Since its first appearance in the mid-1980s, multiple editions have been issued by the McGill Law Journal in partnership with McGill-Queen's University Press. Later printings expanded bilingual content to reflect Canadian legal bilingualism involving communities served by institutions such as the Supreme Court of Canada bilingual docket and universities like Université de Sherbrooke. Editorial committees have featured members from faculties including Western University Faculty of Law and organizations such as the Canadian Institute for the Administration of Justice. Publication milestones often coincide with legal reforms and digital transitions affecting repositories like the CanLII platform, and the Guide's pagination and numbering have changed across editions to incorporate new source types like online judgments and multimedia materials.

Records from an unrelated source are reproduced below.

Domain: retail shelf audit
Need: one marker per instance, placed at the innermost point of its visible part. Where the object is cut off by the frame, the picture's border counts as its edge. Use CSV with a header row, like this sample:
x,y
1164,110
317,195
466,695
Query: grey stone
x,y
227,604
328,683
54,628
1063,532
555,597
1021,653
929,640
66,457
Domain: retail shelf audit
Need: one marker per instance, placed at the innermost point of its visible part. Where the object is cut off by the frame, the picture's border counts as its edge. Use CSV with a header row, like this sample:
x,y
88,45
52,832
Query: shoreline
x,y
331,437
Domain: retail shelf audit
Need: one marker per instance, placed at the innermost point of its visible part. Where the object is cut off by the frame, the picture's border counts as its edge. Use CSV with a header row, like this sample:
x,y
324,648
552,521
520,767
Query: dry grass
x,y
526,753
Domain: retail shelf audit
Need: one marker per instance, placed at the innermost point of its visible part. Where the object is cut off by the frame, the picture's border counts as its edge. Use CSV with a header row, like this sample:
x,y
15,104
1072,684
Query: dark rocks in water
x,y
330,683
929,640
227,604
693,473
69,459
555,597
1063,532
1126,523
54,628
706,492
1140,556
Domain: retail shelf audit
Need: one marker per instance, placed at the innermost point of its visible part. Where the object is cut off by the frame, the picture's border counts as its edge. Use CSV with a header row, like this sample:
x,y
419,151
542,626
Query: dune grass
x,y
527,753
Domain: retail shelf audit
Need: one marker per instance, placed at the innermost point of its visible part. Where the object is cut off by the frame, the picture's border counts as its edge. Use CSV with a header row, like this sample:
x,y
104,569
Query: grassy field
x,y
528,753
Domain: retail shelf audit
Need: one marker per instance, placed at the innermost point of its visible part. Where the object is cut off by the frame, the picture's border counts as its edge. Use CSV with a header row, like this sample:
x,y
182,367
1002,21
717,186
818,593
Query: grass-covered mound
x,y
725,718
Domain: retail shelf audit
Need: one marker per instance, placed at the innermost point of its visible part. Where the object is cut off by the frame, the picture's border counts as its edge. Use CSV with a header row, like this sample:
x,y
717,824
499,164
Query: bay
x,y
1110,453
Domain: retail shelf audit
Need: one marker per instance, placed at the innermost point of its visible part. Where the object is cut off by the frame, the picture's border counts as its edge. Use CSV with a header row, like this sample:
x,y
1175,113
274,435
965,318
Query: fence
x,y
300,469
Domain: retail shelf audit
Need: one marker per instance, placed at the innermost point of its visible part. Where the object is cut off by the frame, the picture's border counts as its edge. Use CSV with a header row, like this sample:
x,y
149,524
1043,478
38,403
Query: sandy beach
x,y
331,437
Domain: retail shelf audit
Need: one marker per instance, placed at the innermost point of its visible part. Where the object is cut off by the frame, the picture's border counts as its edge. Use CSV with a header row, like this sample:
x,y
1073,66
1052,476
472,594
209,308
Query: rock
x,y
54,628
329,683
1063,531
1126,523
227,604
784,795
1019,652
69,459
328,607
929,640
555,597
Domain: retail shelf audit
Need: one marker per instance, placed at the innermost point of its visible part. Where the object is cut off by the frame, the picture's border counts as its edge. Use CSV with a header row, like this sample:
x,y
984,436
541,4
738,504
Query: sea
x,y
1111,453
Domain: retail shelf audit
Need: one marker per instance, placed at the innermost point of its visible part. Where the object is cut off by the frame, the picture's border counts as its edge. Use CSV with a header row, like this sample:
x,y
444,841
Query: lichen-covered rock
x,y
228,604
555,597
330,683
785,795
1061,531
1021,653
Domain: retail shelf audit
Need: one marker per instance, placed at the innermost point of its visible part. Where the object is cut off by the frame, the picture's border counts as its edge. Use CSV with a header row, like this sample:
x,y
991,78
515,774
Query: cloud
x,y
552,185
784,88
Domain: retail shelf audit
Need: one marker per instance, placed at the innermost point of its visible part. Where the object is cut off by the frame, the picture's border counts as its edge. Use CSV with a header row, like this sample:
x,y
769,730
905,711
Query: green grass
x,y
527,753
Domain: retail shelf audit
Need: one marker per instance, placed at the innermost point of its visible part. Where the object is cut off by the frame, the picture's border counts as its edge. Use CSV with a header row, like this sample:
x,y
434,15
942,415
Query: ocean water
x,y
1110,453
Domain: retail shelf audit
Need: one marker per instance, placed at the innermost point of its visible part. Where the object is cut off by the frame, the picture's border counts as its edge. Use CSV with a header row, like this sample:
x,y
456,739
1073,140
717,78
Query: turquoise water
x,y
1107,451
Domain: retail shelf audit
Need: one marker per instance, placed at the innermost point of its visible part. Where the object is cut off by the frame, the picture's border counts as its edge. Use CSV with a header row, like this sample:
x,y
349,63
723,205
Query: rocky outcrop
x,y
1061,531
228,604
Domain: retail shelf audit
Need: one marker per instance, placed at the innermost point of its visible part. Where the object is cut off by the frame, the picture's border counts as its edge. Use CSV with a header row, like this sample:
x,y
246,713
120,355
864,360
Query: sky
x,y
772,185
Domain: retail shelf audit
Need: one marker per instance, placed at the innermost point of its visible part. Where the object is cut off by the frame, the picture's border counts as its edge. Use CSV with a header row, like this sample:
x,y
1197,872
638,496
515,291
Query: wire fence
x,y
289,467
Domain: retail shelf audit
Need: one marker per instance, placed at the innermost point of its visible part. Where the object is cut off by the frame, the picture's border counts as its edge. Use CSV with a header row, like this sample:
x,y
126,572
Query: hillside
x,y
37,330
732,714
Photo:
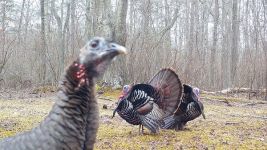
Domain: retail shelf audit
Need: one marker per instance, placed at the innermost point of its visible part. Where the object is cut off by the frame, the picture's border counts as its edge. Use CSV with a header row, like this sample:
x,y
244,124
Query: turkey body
x,y
73,121
147,104
189,109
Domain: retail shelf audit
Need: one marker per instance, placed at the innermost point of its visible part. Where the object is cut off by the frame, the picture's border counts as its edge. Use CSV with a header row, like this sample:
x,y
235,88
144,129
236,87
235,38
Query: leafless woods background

The Guide is widely adopted by Canadian law schools including University of Alberta Faculty of Law and University of Ottawa Faculty of Law, and cited in opinions from tribunals and courts such as the Alberta Court of Queen's Bench. Legal publishers and journals, including the Law Society of British Columbia publications and the Canadian Journal of Law and Jurisprudence, use Guide conventions. Its influence extends into comparative law scholarship linking Canadian practice with systems in the United Kingdom and the United States; it is referenced in manuals produced by bodies like the International Association of Law Libraries and in academic programs at institutions such as European University Institute.

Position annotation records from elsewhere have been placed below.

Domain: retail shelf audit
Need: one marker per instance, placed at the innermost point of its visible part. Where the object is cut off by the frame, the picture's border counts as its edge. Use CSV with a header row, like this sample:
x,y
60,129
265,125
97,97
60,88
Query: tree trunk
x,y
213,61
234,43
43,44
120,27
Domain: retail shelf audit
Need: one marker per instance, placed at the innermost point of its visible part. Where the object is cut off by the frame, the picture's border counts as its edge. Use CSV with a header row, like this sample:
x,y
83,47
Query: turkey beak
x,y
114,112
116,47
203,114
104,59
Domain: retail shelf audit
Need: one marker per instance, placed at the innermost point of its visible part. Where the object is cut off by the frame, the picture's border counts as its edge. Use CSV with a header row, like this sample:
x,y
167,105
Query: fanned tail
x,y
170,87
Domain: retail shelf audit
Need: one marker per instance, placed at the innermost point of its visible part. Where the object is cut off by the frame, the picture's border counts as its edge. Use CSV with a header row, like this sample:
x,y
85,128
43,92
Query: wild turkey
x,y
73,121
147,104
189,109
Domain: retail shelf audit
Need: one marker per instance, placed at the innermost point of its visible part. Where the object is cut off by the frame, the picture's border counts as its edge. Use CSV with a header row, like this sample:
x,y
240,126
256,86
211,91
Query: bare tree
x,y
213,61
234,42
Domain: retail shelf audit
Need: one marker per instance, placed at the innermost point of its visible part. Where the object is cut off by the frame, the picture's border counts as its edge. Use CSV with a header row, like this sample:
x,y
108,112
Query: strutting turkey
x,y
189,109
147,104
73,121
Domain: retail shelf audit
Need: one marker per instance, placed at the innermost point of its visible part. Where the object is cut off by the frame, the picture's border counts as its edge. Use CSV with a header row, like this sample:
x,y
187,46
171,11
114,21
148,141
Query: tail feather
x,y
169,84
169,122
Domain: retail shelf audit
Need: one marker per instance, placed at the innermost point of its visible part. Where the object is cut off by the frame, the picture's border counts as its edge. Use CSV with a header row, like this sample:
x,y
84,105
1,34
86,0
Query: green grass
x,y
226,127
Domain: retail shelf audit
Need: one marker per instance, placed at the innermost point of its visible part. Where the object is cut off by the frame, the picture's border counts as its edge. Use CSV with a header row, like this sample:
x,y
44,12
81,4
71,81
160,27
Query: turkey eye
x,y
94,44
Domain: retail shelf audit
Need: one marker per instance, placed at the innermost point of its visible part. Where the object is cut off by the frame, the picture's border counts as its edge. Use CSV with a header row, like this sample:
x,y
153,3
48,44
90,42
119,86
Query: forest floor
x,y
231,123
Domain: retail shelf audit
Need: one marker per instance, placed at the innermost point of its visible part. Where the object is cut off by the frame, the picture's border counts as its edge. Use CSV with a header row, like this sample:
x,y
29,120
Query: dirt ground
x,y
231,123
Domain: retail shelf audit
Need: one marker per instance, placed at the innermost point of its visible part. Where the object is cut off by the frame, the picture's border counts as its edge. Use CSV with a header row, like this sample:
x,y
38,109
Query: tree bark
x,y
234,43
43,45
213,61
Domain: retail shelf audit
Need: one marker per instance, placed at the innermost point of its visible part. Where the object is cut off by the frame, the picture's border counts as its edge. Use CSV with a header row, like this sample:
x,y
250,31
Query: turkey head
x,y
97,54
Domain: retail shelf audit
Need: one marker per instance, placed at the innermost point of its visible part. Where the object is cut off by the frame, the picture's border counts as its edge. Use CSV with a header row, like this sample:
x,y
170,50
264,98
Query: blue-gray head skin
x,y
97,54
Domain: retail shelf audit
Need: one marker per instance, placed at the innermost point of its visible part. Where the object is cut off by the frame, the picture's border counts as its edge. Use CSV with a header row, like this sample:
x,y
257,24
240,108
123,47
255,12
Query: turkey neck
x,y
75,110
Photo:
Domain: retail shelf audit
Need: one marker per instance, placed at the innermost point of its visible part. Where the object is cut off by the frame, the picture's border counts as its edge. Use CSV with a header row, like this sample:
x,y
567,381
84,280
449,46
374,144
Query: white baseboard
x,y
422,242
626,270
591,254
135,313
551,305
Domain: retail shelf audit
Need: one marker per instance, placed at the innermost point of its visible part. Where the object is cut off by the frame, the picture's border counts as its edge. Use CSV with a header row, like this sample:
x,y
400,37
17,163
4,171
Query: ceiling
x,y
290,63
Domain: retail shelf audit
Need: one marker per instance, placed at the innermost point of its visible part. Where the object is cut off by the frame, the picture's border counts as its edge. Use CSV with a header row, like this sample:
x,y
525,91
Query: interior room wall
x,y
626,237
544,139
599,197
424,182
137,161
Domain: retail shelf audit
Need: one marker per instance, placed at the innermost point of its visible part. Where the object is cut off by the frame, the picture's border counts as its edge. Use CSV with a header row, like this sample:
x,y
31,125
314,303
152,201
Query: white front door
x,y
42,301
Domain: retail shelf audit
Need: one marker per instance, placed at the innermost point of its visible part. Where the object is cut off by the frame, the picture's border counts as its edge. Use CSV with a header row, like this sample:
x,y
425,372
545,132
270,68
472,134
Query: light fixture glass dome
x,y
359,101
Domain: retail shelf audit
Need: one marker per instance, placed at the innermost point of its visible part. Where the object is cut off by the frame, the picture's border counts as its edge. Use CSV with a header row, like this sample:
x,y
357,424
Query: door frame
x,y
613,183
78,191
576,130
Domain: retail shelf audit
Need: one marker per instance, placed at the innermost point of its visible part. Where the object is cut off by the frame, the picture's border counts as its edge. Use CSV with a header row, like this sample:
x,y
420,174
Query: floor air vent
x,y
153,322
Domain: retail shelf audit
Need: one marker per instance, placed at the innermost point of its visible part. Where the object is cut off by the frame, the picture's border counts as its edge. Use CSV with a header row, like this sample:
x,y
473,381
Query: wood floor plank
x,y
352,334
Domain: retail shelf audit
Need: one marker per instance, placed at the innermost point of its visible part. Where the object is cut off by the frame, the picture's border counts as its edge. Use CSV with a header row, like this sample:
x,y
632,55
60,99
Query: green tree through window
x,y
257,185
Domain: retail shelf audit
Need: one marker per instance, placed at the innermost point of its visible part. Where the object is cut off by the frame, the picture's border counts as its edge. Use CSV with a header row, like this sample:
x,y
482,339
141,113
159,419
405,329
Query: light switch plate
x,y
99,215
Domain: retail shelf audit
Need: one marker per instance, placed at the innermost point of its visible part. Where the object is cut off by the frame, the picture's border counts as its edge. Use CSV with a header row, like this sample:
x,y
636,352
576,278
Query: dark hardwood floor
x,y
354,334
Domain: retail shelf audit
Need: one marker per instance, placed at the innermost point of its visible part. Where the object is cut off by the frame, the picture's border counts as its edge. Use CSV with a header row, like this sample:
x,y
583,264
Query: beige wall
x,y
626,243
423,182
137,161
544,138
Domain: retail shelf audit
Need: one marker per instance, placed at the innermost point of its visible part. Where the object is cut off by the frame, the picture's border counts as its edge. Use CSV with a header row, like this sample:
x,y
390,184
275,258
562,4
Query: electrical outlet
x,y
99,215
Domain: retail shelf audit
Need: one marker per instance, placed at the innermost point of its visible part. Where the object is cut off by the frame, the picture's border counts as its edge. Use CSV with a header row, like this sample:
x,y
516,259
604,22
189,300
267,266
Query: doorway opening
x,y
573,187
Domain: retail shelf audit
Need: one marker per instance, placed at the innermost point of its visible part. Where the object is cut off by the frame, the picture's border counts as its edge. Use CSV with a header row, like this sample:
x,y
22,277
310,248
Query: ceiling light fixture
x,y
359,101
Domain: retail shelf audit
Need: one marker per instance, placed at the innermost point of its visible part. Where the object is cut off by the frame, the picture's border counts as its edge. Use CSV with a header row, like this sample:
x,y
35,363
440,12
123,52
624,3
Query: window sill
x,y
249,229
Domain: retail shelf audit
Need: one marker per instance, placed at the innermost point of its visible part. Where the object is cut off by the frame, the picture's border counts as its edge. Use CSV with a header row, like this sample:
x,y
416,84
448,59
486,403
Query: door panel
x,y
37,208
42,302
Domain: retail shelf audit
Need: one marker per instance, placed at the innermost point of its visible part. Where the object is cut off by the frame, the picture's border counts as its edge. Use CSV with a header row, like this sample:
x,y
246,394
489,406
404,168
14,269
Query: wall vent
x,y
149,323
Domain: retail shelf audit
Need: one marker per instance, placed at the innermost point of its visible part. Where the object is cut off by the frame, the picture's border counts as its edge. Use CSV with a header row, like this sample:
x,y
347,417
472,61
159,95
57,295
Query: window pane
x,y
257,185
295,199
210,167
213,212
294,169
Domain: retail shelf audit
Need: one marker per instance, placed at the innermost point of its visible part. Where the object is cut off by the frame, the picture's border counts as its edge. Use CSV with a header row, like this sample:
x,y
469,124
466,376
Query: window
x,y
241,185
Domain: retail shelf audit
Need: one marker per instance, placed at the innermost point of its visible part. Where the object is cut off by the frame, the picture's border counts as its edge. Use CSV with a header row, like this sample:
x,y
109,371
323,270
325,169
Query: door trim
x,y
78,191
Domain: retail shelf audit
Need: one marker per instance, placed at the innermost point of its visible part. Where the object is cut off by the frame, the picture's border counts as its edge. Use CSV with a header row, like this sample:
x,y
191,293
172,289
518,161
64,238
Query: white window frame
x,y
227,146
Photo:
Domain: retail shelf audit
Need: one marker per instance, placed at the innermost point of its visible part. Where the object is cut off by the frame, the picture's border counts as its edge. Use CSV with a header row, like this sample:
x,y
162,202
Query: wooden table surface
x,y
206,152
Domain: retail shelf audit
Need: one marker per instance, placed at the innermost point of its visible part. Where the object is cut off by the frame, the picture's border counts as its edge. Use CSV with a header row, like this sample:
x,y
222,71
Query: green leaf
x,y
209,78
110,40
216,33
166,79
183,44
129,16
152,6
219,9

Critics have argued that the Guide's prescriptive approach can privilege certain citation forms tied to institutions such as the Supreme Court of Canada and major law schools, drawing commentary from scholars at McGill University and University of Toronto. Debates have arisen over bilingual presentation issues affecting Québec practitioners and over the Guide's treatment of digital sources as the legal information landscape changed with platforms like CanLII and publishers such as LexisNexis. Some commentators affiliated with the Canadian Bar Association and provincial law societies have called for greater transparency in editorial decisions and for open-access licensing, while publishers like Thomson Reuters have weighed commercial implications. Ongoing controversies include tension between uniformity and flexibility in citation practice and disputes over recommended abbreviations used by libraries such as Library and Archives Canada.